The other day as I was working through a model, I once again tripped upon the fact that Power Query’s Text.Trim function doesn’t clean whitespace inside the text string, only at the ends. For those who are used to Excel’s TRIM function, this is a frustrating inconsistency.
Just to circle on it, here’s the difference:
|Excel||=TRIM(“ trim me “)||“trim me”|
|Power Query||=Text.Trim(“ trim me “)||“trim me“|
Typically, I’ve just gone through the cycle of replacing a double space with a single space a few times on the same column to deal with this issue. The issue, of course, is that you need to do this twice if there are 4 spaces, but add more spaces, and you have to do this more times. Doesn’t seem like a really robust solution.
At any rate, this time I emailed one of my friends on the Power Query team and suggested that they should implement a function to make this a bit easier.
My Suggestion for a Clean Whitespace Function
The gist of my suggestion was to create a new function that would not only trim the whitespace internally, but would also allow you to specify which character you want to clear out.
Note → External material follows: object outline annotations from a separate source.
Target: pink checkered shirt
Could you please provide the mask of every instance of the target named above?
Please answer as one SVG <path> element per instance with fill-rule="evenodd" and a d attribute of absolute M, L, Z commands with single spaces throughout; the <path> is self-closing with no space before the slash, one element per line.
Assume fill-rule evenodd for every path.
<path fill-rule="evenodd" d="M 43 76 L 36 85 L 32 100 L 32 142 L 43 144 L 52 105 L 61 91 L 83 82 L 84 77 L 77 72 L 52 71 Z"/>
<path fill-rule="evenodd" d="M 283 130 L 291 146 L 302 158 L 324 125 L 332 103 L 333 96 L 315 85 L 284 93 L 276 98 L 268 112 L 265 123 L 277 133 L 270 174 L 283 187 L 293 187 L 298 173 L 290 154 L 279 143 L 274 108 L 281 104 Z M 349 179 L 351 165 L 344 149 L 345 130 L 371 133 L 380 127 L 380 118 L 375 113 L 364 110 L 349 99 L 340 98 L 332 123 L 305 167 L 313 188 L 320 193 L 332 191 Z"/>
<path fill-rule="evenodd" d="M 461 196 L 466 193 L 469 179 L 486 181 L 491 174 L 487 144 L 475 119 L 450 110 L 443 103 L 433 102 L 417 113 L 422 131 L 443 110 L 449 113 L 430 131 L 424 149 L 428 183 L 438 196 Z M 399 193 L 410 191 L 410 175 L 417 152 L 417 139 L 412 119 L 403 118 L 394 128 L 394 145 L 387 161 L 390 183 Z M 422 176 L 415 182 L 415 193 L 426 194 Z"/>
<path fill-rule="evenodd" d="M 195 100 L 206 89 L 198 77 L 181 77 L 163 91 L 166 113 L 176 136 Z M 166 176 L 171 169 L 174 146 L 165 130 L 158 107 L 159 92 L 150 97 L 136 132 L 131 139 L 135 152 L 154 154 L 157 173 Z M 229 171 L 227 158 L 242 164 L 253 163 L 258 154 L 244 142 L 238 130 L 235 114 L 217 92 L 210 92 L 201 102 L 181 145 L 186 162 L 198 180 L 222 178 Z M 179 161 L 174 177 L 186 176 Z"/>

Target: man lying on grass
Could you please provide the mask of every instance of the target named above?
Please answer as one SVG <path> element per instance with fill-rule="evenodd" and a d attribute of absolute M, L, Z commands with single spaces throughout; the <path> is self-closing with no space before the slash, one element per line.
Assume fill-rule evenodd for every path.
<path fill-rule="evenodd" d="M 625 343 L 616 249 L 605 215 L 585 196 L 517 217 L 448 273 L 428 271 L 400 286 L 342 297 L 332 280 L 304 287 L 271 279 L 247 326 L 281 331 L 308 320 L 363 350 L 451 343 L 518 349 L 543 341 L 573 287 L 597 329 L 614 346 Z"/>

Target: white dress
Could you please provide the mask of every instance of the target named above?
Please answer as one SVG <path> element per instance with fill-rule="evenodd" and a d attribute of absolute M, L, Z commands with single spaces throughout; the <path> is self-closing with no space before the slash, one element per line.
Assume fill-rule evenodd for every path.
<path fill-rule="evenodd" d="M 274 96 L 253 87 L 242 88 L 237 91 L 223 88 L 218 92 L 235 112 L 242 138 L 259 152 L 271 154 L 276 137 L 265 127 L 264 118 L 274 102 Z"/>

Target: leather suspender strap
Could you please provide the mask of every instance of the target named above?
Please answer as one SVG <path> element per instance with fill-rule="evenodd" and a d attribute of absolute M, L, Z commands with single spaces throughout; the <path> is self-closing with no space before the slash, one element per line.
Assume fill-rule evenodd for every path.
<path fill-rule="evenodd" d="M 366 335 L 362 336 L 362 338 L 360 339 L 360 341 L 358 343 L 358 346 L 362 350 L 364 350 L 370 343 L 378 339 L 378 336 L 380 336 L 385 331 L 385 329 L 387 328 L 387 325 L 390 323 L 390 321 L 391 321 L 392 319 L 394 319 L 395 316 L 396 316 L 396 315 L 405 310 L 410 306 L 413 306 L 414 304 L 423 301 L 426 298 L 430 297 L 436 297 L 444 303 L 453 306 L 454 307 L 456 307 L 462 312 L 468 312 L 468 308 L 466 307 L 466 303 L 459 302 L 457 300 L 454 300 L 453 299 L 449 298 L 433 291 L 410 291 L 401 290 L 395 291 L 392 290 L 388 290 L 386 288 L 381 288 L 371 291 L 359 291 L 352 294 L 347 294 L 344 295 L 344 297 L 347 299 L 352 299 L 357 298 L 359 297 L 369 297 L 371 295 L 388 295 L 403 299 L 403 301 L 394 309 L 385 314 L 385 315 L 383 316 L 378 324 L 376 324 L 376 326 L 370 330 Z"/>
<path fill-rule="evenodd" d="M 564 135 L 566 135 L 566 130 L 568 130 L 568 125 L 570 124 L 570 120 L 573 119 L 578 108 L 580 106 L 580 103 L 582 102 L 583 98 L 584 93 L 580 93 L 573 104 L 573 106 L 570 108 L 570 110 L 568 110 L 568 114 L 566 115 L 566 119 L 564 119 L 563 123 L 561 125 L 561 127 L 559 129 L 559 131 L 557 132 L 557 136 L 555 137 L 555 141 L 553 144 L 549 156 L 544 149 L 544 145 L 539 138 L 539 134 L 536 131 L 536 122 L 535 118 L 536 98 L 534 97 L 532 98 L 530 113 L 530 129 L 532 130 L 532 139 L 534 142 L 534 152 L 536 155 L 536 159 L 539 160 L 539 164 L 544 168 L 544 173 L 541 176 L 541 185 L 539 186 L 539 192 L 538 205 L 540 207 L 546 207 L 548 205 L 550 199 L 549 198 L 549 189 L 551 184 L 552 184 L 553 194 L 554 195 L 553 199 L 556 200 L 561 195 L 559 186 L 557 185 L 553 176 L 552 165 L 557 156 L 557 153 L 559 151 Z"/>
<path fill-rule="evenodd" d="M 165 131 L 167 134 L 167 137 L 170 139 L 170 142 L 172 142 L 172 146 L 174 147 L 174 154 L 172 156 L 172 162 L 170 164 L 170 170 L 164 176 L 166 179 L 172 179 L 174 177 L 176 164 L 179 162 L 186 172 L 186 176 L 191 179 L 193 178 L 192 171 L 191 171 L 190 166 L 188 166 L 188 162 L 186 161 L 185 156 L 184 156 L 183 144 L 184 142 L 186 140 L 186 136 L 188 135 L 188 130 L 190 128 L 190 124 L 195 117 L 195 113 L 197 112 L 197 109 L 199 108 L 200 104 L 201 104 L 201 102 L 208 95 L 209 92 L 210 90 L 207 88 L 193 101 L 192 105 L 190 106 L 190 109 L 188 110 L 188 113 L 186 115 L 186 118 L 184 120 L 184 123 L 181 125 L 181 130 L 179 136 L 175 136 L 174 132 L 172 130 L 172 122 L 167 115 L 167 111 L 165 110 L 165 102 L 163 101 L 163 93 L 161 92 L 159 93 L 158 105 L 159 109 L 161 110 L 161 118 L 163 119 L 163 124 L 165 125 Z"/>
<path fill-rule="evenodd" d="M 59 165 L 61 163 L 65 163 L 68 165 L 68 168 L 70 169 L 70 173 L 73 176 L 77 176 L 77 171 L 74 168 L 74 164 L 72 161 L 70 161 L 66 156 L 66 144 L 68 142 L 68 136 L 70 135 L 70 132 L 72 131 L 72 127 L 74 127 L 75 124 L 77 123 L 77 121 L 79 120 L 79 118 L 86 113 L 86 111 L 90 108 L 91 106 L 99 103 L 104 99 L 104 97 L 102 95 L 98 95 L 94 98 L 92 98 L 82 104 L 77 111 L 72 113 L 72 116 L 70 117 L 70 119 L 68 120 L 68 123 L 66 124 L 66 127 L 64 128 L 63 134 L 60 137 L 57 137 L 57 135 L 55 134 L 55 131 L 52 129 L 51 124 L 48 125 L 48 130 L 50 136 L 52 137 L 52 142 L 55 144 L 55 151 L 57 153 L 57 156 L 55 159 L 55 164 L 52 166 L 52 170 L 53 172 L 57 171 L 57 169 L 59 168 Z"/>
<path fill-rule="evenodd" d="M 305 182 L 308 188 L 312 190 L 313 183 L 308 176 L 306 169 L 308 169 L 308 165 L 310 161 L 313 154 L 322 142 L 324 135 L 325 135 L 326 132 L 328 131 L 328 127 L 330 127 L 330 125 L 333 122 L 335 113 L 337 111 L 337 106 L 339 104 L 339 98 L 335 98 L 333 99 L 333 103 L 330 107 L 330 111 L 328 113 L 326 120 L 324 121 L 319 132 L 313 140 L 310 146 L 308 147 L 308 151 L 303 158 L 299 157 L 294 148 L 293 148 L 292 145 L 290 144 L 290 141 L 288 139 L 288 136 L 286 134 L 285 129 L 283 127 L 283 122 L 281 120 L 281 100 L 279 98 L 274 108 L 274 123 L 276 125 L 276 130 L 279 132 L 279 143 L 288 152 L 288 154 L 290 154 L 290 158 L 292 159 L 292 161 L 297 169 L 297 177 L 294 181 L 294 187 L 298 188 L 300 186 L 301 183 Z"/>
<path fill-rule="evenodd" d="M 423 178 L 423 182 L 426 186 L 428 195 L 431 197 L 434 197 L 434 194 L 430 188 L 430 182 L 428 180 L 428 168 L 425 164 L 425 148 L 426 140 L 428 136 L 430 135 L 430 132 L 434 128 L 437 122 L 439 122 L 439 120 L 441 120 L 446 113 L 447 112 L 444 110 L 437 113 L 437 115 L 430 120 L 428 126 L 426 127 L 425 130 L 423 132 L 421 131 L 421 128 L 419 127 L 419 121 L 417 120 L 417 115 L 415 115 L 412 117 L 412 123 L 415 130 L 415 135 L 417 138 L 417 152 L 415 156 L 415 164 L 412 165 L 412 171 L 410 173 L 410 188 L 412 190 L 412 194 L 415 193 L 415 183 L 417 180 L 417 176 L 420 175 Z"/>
This way it would work nicely to clean whitespace in the shape of spaces (the usual culprit in my world), but would also allow you to substitute in other characters if needed. (Maybe you need to replace all instances of repeating 0’s with a single 0.)
It got referred to another friend on the team, (who wishes to remain nameless,) and he responded with some pretty cool code. I’ve taken that code, broken it down and modified it a bit, and the end result is a slightly different version that can work the same as Excel’s TRIM() function, but adds an optional parameter to make it even more robust. For lack of a better name, I’m going to call it “PowerTrim”. (Just trying to do my part to keep the Power in Power Query!) 😉
Here’s the function:
(text as text, optional char_to_trim as text) =>
char = if char_to_trim = null then " " else char_to_trim,
split = Text.Split(text, char),
removeblanks = List.Select(split, each _ <> ""),
And to implement it, you’d take the following steps:
- Copy the code above
- Create a new query –> From Other Sources –> Blank Query
- Change the query name to PowerTrim
- Go into the Advanced Editor
- Select all the text and replace it with the code above –> Done
How it Works
We’d call this from a custom column, feeding in a column of text, and specifying the character (or even string of characters) we’d like to trim. The function then works through the following process:
- It checks to see if the char_to_trim was provided, and uses a space if not
- It splits the text by that character, resulting in a list:
(This list shows the word “bookkeeper” split by “e”)
- Filters out any blank rows
- Combines the remaining items using the original character to split by
(The original version was actually all rolled up in one line, but I find it easier to debug, step through, examine and play with when it’s separated.)
Here’s some examples of the function in action. I started with a raw table from Excel. (Create a new query –> From Table)
And added a Custom column by going to Add Column –> Add Custom Column
- Name: Trim_null
- Formula: =PowerTrim([Text])
Notice that in the first row it trimmed the leading, trailing and internal spaces. Just like Excel! (Remember that if you used Power Query’s default Text.Trim() function, you would return “trim me”, not “trim me”.)
Now, let’s add another and try with an alternate character… like 0. Again, we go to Add Column –> Add Custom Column:
- Name: Trim_0
- Formula: =PowerTrim([Text],”0”)
In this case the extraneous zeroes are trimmed out of row 3, leaving only a single one. Cool stuff. Now what about the “e”. Let’s see how that one goes.
Once more to Add Column –> Add Custom Column:
- Name: Trim_0
- Formula: =PowerTrim([Text],”e”)
The first time I looked at this, I thought there was an issue with the function. But then I remembered in this case we are removing all leading and trailing e’s, as well as replacing any duplicate e’s with a single e. You can see that this is indeed what happened in both rows 2 and 4.
I wish there was a way to get this to easily role into the Text functions category, so that I could call it something like Text.PowerTrim() or even replace the Text.Trim() function with my own. Unfortunately a query name can’t contain the period character, which kind of sucks. I guess it’s to to protect you from accidentally overwriting a function, but I’d like the ability to do it intentionally.